I actually got very excited when I saw this tortoiseshell butterfly, I thought it was a large tortoiseshell which is almost extinct here in the UK but in fact it’s just a regular sized one, though it was pretty big.  It loved this thistle, and along with the butterfly there were loads of  bees on the thistles and bramble blossoms…..the air was just completely filled with that lovely soft hum and drone of bumble bees.

purple loosestrife in meadow

Along with the bramble blossoms and thistles the bees really seem to like Purple Loosestrife …..it looks so beautiful growing in tall clusters in the meadows.  It’s such an amazingly bright colour….I wish I had tights this shade.

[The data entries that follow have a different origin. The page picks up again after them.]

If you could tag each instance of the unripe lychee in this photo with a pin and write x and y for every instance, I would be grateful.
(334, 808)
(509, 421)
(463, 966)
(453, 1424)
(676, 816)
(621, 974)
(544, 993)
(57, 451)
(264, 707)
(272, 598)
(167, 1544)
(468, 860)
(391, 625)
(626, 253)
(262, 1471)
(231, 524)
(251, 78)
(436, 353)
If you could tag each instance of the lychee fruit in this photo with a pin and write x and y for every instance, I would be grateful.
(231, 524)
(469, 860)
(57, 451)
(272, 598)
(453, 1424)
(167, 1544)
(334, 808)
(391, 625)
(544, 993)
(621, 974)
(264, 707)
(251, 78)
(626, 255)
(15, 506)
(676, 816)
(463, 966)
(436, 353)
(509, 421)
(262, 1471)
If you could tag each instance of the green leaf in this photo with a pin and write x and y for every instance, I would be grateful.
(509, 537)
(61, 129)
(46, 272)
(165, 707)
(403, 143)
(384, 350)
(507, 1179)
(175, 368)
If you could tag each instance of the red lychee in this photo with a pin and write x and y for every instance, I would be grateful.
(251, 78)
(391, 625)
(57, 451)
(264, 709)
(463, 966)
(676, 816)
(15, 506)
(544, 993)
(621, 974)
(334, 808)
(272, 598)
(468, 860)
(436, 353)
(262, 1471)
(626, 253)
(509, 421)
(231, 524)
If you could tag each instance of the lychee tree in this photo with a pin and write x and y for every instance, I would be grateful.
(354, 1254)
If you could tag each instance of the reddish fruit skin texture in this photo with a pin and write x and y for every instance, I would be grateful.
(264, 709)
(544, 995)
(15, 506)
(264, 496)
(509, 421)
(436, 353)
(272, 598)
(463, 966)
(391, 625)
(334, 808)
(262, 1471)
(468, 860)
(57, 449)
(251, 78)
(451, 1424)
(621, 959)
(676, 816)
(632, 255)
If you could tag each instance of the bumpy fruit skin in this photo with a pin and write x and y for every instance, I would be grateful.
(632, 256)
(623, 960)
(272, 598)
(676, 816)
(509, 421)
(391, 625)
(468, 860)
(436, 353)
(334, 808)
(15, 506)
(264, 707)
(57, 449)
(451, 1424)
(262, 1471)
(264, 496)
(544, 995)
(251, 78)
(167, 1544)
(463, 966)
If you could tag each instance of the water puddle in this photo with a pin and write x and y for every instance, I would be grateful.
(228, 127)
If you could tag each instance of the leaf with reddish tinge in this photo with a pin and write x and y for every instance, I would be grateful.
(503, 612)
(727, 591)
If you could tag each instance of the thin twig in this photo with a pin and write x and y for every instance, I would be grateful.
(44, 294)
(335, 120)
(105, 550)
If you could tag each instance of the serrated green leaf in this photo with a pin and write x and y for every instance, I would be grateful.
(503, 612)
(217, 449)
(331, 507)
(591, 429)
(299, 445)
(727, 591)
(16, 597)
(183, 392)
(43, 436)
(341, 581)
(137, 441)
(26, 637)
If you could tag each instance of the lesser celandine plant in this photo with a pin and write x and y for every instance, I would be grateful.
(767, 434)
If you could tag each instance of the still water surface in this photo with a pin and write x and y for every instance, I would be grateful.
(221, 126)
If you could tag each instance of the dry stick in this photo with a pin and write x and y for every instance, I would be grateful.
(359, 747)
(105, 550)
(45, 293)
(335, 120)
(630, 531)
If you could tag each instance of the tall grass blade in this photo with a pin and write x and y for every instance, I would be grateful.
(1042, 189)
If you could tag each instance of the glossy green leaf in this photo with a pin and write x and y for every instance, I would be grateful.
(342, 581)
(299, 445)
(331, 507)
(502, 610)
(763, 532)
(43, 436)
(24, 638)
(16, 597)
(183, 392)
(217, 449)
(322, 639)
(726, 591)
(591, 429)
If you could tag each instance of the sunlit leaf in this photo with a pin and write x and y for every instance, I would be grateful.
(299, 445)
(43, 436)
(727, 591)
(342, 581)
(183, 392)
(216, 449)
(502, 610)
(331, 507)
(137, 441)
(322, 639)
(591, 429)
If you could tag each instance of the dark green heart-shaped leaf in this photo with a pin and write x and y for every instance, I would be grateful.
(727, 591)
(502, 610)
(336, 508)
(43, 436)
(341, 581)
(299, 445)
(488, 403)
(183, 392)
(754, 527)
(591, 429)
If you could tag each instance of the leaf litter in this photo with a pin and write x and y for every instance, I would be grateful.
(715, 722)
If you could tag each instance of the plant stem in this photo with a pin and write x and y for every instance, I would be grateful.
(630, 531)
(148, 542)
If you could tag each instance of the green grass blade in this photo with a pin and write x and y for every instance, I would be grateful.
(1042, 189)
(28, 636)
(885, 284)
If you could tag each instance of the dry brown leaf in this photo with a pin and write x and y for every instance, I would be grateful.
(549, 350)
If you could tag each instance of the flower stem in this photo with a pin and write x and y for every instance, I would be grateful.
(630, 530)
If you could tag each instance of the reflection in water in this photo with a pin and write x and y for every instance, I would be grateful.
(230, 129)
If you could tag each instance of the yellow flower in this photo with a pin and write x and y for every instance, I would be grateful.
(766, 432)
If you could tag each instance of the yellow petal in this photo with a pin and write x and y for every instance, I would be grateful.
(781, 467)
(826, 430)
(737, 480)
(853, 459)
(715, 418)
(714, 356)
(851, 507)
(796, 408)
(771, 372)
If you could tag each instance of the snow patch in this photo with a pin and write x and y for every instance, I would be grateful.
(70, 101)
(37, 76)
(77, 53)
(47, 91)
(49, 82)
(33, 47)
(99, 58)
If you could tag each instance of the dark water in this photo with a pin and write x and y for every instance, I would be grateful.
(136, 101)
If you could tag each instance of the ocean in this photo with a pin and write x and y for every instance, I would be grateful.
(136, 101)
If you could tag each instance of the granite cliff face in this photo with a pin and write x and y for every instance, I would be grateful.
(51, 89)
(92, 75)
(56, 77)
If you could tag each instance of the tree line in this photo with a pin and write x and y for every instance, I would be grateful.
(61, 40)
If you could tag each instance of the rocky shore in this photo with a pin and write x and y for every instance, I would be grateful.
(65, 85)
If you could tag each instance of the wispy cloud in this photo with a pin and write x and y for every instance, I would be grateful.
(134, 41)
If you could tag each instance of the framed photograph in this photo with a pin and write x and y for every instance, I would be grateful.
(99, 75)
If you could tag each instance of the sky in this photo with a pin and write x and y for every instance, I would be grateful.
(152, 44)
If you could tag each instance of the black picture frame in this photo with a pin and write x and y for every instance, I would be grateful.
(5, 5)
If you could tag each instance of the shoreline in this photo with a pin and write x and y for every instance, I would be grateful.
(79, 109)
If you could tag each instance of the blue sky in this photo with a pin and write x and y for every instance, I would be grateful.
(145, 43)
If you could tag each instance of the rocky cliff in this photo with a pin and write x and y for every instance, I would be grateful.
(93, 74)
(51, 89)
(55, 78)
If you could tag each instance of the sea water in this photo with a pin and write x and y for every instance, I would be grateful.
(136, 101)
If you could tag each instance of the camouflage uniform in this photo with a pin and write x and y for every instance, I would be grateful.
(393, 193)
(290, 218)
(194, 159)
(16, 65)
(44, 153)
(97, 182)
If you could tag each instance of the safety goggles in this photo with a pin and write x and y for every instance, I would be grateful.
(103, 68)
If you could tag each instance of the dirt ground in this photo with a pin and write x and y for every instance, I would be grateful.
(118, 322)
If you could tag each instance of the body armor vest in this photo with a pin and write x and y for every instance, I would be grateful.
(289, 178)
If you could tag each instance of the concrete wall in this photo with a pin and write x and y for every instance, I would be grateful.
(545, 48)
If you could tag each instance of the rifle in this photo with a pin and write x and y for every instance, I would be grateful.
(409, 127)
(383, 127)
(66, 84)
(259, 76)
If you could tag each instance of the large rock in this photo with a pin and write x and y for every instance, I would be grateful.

Once I got home any remaining room in the freezer was quickly filled with blackberries (think it is going to be a very happy blackberry eating Autumn here) and then I made some Blackberry Treacle……mmmm how best to describe it…thick, dark, the very taste of autumn.  I varied my recipe a tiny bit this time by including some licorice as I wanted an even darker wilder taste.  It’s my culinary take on a long and passionate embrace on the wild moors with Heathcliffe (though I’m sure the reality of that would in all likelihood end with getting a clout round the ear and a black eye to boot as he goes on to string up your dog from a tree in the garden….just how does he end up being such a great romantic character in literature…) …anyway, I used about an inch sized piece of confectioners licorice (which is the root boiled down into a shiny black stick)….the treacle is cooked twice and doesn’t set quite as thick as a jam.  It not only tastes good with cold deserts (poured over yoghurt, ice cream etc) it’s lovely stirred in custard, spread onto toasted spiced bread, and can be used as a filling for my Chocolate Weekend Cake. This year I’m thinking to pour a little over apples before baking them in a crumble (which just goes to show how much I must love the Arpette as I don’t like cooked apples so I won’t be eating it…but am willing to share my beloved blackberry treacle with him………in the past, I am ashamed to say, I have hidden a precious jar of home-made blueberry jam because it was just so delicious and I only had the one jar!)